Although Democratic lieutenant governor Ralph Northam won big against Ed Gillespie (hardly a Trump enthusiast) in the Virginia governor’s race, Democrats were so concerned that Gillespie could triumph in a state Hillary won comfortably that even patently outrageous campaign ads suggesting Gillespie’s voters were murderous racists mowing down kids with battle-flag bedazzled trucks were tolerated. Perhaps this played well to a clueless Beltway base. But winning an election that was all but a lock for Democrats, and doing it in such a disgraceful manner, is hardly a positive sign for future electoral victories in places that will be more inclined to punch back.
Moreover, the DNC is even in worse shape than when Brazile took over. As has been documented in the few press organs that aren’t the Democrats’ lapdogs, Tom Perez’s tenure as head of the DNC is off to a rocky start.
As reported in the Washington Examiner, a year after losing to Donald Trump, infighting seems to be at an all-time high as the grassroots battle with the upper echelons of the DNC leadership for the soul of the party. Jack Kleeb, chair of the Nebraska Democratic Party, noted a general sense of frustration among the party faithful: “Whether you’re Clinton, Sanders, Martin O’Malley, whomever—you’re angry right now, you’re angry we’re losing elections, you’re angry we’re not raising money, and angry there hasn’t been some clear reforms.”
The Democrats currently have nothing to offer other than the same old agenda of open borders, redistribution of wealth, and globalism—all with a heaping side of identity politics. Rather than trying to appeal to the working class, they are doubling down on their belief of a coming permanent Democratic majority made up of a constellation of minority groups—a thesis put forward by political scientists John Judis and Ruy Teixeira, which Judis since has largely repudiated.
Whatever the spin from the entirely predictable blue state wins on Tuesday, the campaign strategy of saying that “Trump is evil” on endless loop doesn’t seem to be working anywhere that it wasn’t already gospel. Labeling Americans who disagree with you as white nationalists is not a winning approach. And magical thinking masquerading as cutting edge electoral strategy isn’t going to cut it either.
The Republican Party seems to be in the early stages of a metamorphosis in which a successful transformation will hinge on the ability of Trump and congressional Republicans to advance the project of making America great again. In order to fend off more losses in the 2018 election, Republicans must pass legislation that repeals Obamacare, reforms the tax code, and fully funds the construction of the wall on our southern border.
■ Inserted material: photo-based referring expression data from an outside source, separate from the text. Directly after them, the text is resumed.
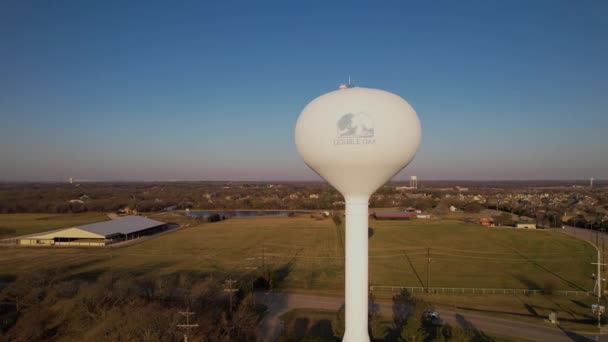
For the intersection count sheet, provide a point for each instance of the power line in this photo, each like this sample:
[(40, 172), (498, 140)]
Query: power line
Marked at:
[(228, 288)]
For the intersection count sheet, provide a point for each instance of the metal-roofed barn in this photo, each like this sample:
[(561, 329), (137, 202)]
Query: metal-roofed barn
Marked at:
[(97, 234)]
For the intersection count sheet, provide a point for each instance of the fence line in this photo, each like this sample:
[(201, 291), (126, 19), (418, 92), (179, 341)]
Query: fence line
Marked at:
[(472, 290)]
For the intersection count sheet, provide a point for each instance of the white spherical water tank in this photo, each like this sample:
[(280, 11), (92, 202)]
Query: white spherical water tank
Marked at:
[(357, 139)]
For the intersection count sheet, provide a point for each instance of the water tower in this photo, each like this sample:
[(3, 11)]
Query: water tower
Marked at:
[(357, 139)]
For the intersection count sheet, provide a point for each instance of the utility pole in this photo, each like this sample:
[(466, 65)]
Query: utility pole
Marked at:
[(187, 326), (598, 285), (428, 270), (228, 288)]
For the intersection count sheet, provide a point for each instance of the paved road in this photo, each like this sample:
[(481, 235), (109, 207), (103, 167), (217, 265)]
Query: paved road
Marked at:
[(281, 303)]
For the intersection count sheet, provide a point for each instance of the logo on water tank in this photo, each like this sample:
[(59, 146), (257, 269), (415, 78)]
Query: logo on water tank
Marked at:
[(355, 129)]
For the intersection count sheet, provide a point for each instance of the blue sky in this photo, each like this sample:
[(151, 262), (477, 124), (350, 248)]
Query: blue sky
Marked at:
[(211, 91)]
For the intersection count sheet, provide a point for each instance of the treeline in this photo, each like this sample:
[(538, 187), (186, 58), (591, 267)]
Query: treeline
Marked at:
[(154, 197), (43, 306)]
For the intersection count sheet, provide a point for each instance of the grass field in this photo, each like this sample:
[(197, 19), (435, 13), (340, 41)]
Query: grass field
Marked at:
[(307, 256), (318, 323), (24, 224), (308, 253)]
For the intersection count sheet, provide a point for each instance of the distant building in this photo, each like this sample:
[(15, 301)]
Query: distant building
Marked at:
[(486, 222), (97, 234), (394, 215), (414, 182)]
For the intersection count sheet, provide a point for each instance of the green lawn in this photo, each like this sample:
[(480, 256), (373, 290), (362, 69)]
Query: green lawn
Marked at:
[(320, 324), (308, 253), (307, 256), (24, 224)]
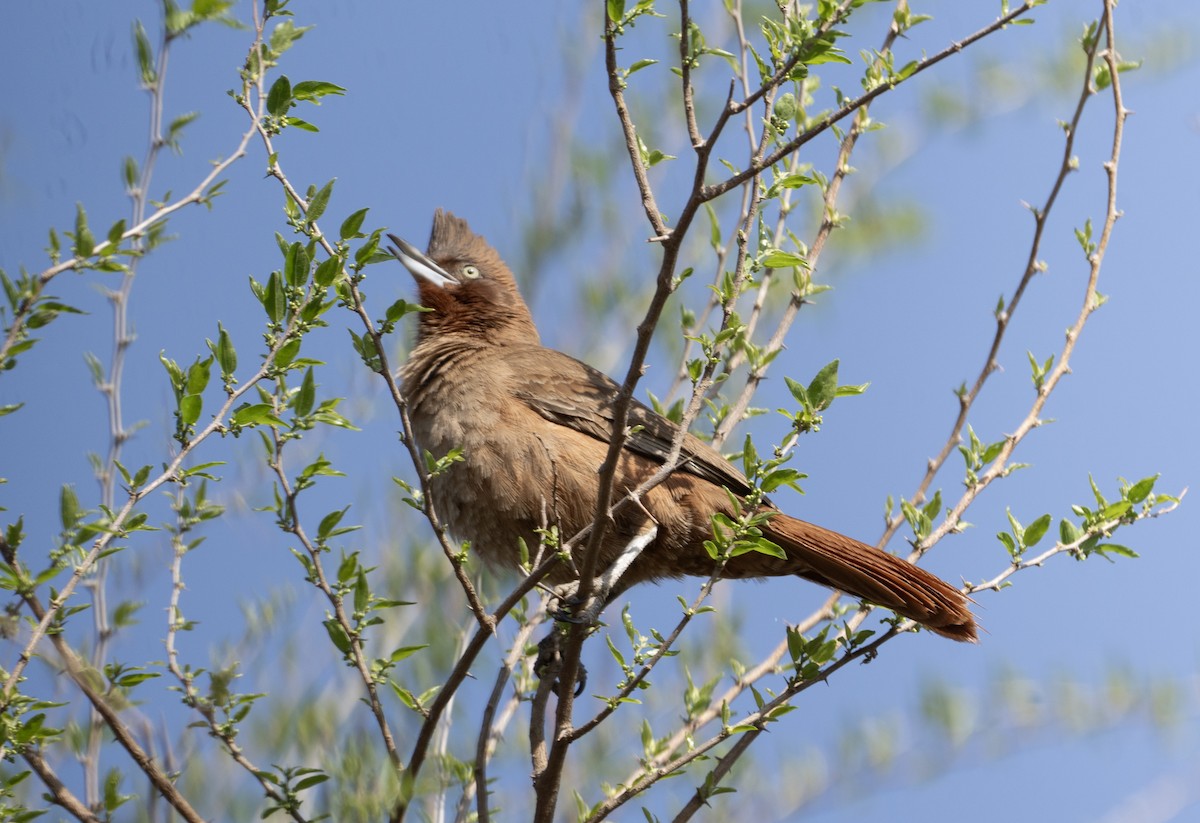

They must live up to the promises they made to the American people in 2016.
The Democrats, with their general inability to perceive the lessons of 2016, will continue apace with pedal-to-the metal progressivism. Though this is unlikely to reap widespread short-term electoral success, its long-term viability unfortunately cannot be discounted; especially if Republicans do not put forward any serious effort to counter this program.
Donald Trump showed us that Republicans must fight in order to survive. If they want to keep the Trump train going full speed ahead past 2018, they have much work to accomplish.